The document has angered many in the social housing sector because it appears to propose that private developers awarded grants would not be subjected to the same degree of regulation as registered social landlords.
Instead, housebuilders would sign a contract guaranteeing to offer homes at the same rent levels and build the homes to the same standards as associations.
The paper also suggests that housebuilders would not be expected to take on a long-term landlord role.
John Barker, chief executive of Moat Housing Group, said: "I would expect any organisation that gets grants to be subject to the same regulatory approach.
We need to make sure we do not lose the added value brought by housing associations in long-term and community building work."
Tim Holden, development director of Warden Housing Association, said a similar scheme had been tried before and housebuilders had not been interested: "The question is, how many [firms] really want to do it?"

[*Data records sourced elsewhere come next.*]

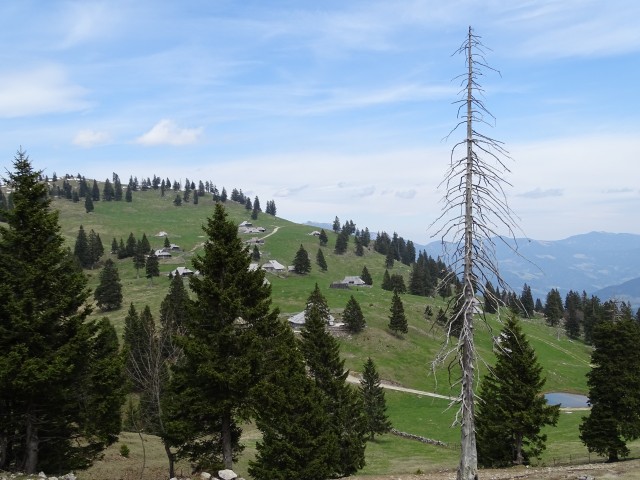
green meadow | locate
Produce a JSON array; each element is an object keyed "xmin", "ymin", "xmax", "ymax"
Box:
[{"xmin": 45, "ymin": 183, "xmax": 640, "ymax": 478}]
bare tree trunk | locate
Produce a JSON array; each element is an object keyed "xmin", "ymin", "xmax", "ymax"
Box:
[
  {"xmin": 222, "ymin": 410, "xmax": 233, "ymax": 470},
  {"xmin": 0, "ymin": 432, "xmax": 9, "ymax": 470},
  {"xmin": 24, "ymin": 415, "xmax": 40, "ymax": 475},
  {"xmin": 458, "ymin": 27, "xmax": 478, "ymax": 480}
]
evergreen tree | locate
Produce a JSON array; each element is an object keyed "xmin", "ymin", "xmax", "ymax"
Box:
[
  {"xmin": 482, "ymin": 280, "xmax": 499, "ymax": 313},
  {"xmin": 360, "ymin": 357, "xmax": 391, "ymax": 440},
  {"xmin": 93, "ymin": 258, "xmax": 122, "ymax": 312},
  {"xmin": 381, "ymin": 270, "xmax": 393, "ymax": 291},
  {"xmin": 145, "ymin": 252, "xmax": 160, "ymax": 283},
  {"xmin": 140, "ymin": 233, "xmax": 151, "ymax": 255},
  {"xmin": 293, "ymin": 244, "xmax": 311, "ymax": 275},
  {"xmin": 355, "ymin": 237, "xmax": 364, "ymax": 257},
  {"xmin": 388, "ymin": 291, "xmax": 409, "ymax": 334},
  {"xmin": 91, "ymin": 180, "xmax": 100, "ymax": 202},
  {"xmin": 580, "ymin": 319, "xmax": 640, "ymax": 462},
  {"xmin": 113, "ymin": 173, "xmax": 122, "ymax": 202},
  {"xmin": 544, "ymin": 288, "xmax": 564, "ymax": 327},
  {"xmin": 318, "ymin": 228, "xmax": 329, "ymax": 247},
  {"xmin": 520, "ymin": 283, "xmax": 535, "ymax": 318},
  {"xmin": 476, "ymin": 315, "xmax": 560, "ymax": 467},
  {"xmin": 0, "ymin": 150, "xmax": 123, "ymax": 474},
  {"xmin": 300, "ymin": 284, "xmax": 366, "ymax": 476},
  {"xmin": 334, "ymin": 230, "xmax": 349, "ymax": 255},
  {"xmin": 84, "ymin": 195, "xmax": 94, "ymax": 213},
  {"xmin": 342, "ymin": 295, "xmax": 367, "ymax": 333},
  {"xmin": 88, "ymin": 229, "xmax": 104, "ymax": 269},
  {"xmin": 316, "ymin": 248, "xmax": 327, "ymax": 272},
  {"xmin": 333, "ymin": 216, "xmax": 340, "ymax": 233},
  {"xmin": 360, "ymin": 265, "xmax": 373, "ymax": 286},
  {"xmin": 169, "ymin": 204, "xmax": 278, "ymax": 468},
  {"xmin": 249, "ymin": 324, "xmax": 340, "ymax": 480},
  {"xmin": 102, "ymin": 178, "xmax": 115, "ymax": 202},
  {"xmin": 384, "ymin": 249, "xmax": 395, "ymax": 268},
  {"xmin": 133, "ymin": 240, "xmax": 146, "ymax": 278},
  {"xmin": 73, "ymin": 225, "xmax": 92, "ymax": 268}
]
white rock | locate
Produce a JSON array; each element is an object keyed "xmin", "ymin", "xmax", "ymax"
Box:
[{"xmin": 218, "ymin": 469, "xmax": 238, "ymax": 480}]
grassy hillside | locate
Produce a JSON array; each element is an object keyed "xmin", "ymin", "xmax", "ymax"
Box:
[{"xmin": 42, "ymin": 185, "xmax": 637, "ymax": 474}]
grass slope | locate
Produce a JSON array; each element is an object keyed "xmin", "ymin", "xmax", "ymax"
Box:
[{"xmin": 42, "ymin": 186, "xmax": 637, "ymax": 478}]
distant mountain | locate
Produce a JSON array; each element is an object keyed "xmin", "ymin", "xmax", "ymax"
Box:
[
  {"xmin": 425, "ymin": 232, "xmax": 640, "ymax": 305},
  {"xmin": 595, "ymin": 277, "xmax": 640, "ymax": 308}
]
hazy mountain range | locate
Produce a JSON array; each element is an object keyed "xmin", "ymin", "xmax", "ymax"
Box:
[
  {"xmin": 424, "ymin": 232, "xmax": 640, "ymax": 308},
  {"xmin": 307, "ymin": 222, "xmax": 640, "ymax": 308}
]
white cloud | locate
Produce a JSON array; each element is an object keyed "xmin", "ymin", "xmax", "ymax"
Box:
[
  {"xmin": 136, "ymin": 119, "xmax": 203, "ymax": 146},
  {"xmin": 0, "ymin": 65, "xmax": 89, "ymax": 118},
  {"xmin": 72, "ymin": 130, "xmax": 111, "ymax": 148}
]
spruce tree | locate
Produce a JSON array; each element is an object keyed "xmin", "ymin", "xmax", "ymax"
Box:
[
  {"xmin": 249, "ymin": 324, "xmax": 340, "ymax": 480},
  {"xmin": 381, "ymin": 270, "xmax": 393, "ymax": 291},
  {"xmin": 342, "ymin": 295, "xmax": 367, "ymax": 333},
  {"xmin": 334, "ymin": 230, "xmax": 349, "ymax": 255},
  {"xmin": 145, "ymin": 252, "xmax": 160, "ymax": 284},
  {"xmin": 476, "ymin": 315, "xmax": 560, "ymax": 467},
  {"xmin": 580, "ymin": 319, "xmax": 640, "ymax": 462},
  {"xmin": 360, "ymin": 357, "xmax": 391, "ymax": 440},
  {"xmin": 169, "ymin": 204, "xmax": 278, "ymax": 469},
  {"xmin": 84, "ymin": 195, "xmax": 94, "ymax": 213},
  {"xmin": 73, "ymin": 225, "xmax": 92, "ymax": 268},
  {"xmin": 293, "ymin": 244, "xmax": 311, "ymax": 275},
  {"xmin": 316, "ymin": 248, "xmax": 328, "ymax": 272},
  {"xmin": 360, "ymin": 265, "xmax": 373, "ymax": 286},
  {"xmin": 133, "ymin": 240, "xmax": 146, "ymax": 278},
  {"xmin": 318, "ymin": 228, "xmax": 329, "ymax": 247},
  {"xmin": 0, "ymin": 150, "xmax": 123, "ymax": 474},
  {"xmin": 300, "ymin": 284, "xmax": 366, "ymax": 476},
  {"xmin": 388, "ymin": 290, "xmax": 409, "ymax": 334},
  {"xmin": 93, "ymin": 258, "xmax": 122, "ymax": 312},
  {"xmin": 544, "ymin": 288, "xmax": 564, "ymax": 327},
  {"xmin": 88, "ymin": 229, "xmax": 104, "ymax": 269}
]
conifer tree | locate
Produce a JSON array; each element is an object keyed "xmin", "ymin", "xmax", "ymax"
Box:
[
  {"xmin": 145, "ymin": 252, "xmax": 160, "ymax": 284},
  {"xmin": 133, "ymin": 240, "xmax": 146, "ymax": 278},
  {"xmin": 360, "ymin": 357, "xmax": 391, "ymax": 440},
  {"xmin": 342, "ymin": 295, "xmax": 367, "ymax": 333},
  {"xmin": 88, "ymin": 229, "xmax": 104, "ymax": 269},
  {"xmin": 544, "ymin": 288, "xmax": 564, "ymax": 327},
  {"xmin": 73, "ymin": 225, "xmax": 91, "ymax": 268},
  {"xmin": 249, "ymin": 324, "xmax": 340, "ymax": 480},
  {"xmin": 476, "ymin": 315, "xmax": 560, "ymax": 467},
  {"xmin": 84, "ymin": 195, "xmax": 94, "ymax": 213},
  {"xmin": 293, "ymin": 244, "xmax": 311, "ymax": 275},
  {"xmin": 388, "ymin": 290, "xmax": 409, "ymax": 334},
  {"xmin": 381, "ymin": 270, "xmax": 393, "ymax": 291},
  {"xmin": 300, "ymin": 284, "xmax": 366, "ymax": 476},
  {"xmin": 360, "ymin": 265, "xmax": 373, "ymax": 286},
  {"xmin": 169, "ymin": 204, "xmax": 278, "ymax": 469},
  {"xmin": 91, "ymin": 180, "xmax": 100, "ymax": 202},
  {"xmin": 318, "ymin": 228, "xmax": 329, "ymax": 247},
  {"xmin": 580, "ymin": 319, "xmax": 640, "ymax": 462},
  {"xmin": 316, "ymin": 248, "xmax": 328, "ymax": 272},
  {"xmin": 93, "ymin": 258, "xmax": 122, "ymax": 312},
  {"xmin": 0, "ymin": 150, "xmax": 122, "ymax": 474}
]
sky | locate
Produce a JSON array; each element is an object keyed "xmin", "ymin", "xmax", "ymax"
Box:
[{"xmin": 0, "ymin": 0, "xmax": 640, "ymax": 244}]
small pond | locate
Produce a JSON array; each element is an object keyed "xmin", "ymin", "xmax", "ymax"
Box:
[{"xmin": 544, "ymin": 392, "xmax": 589, "ymax": 408}]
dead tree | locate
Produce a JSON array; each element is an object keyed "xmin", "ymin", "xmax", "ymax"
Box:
[{"xmin": 433, "ymin": 27, "xmax": 515, "ymax": 480}]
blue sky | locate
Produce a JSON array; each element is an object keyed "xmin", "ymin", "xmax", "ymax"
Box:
[{"xmin": 0, "ymin": 0, "xmax": 640, "ymax": 244}]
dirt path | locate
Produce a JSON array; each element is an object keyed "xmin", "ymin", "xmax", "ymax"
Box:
[{"xmin": 347, "ymin": 375, "xmax": 458, "ymax": 400}]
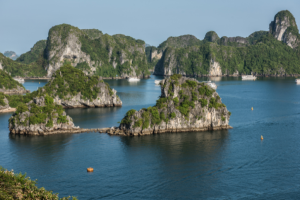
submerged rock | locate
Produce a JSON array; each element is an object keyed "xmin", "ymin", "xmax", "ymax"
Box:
[
  {"xmin": 37, "ymin": 63, "xmax": 122, "ymax": 108},
  {"xmin": 269, "ymin": 10, "xmax": 300, "ymax": 49},
  {"xmin": 112, "ymin": 74, "xmax": 232, "ymax": 135},
  {"xmin": 9, "ymin": 96, "xmax": 79, "ymax": 135}
]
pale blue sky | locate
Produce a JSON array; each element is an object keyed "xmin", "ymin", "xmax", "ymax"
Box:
[{"xmin": 0, "ymin": 0, "xmax": 300, "ymax": 54}]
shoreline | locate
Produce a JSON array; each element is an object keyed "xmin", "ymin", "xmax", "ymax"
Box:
[
  {"xmin": 9, "ymin": 125, "xmax": 233, "ymax": 136},
  {"xmin": 106, "ymin": 125, "xmax": 233, "ymax": 136}
]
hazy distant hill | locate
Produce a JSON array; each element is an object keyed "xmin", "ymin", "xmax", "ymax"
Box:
[{"xmin": 3, "ymin": 51, "xmax": 19, "ymax": 60}]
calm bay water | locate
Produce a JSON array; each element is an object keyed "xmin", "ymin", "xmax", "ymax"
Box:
[{"xmin": 0, "ymin": 76, "xmax": 300, "ymax": 199}]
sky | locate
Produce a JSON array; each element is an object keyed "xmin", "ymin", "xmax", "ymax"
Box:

However, Martin Donohue, chief executive of housebuilder Westbury, said builders were likely to be interested in the grants if they represented a sound commercial proposition and added that it could improve output of affordable housing.
Jim Coulter, chief executive of the National Housing Federation, said the NHF would contest some of the proposals in the paper. "They are nothing short of back-door regulation creep," he said. "We are not at all happy with the potential for extending the intervention powers of the corporation," he said.
"The NHF will also be protesting against any payment of social housing grant to private developers for three reasons: first, there will end up being a dual standard of regulation; second, there is a big question mark over whether the private sector could bring any efficiency savings and third, is the private sector going to accept inspection by the Audit Commission?"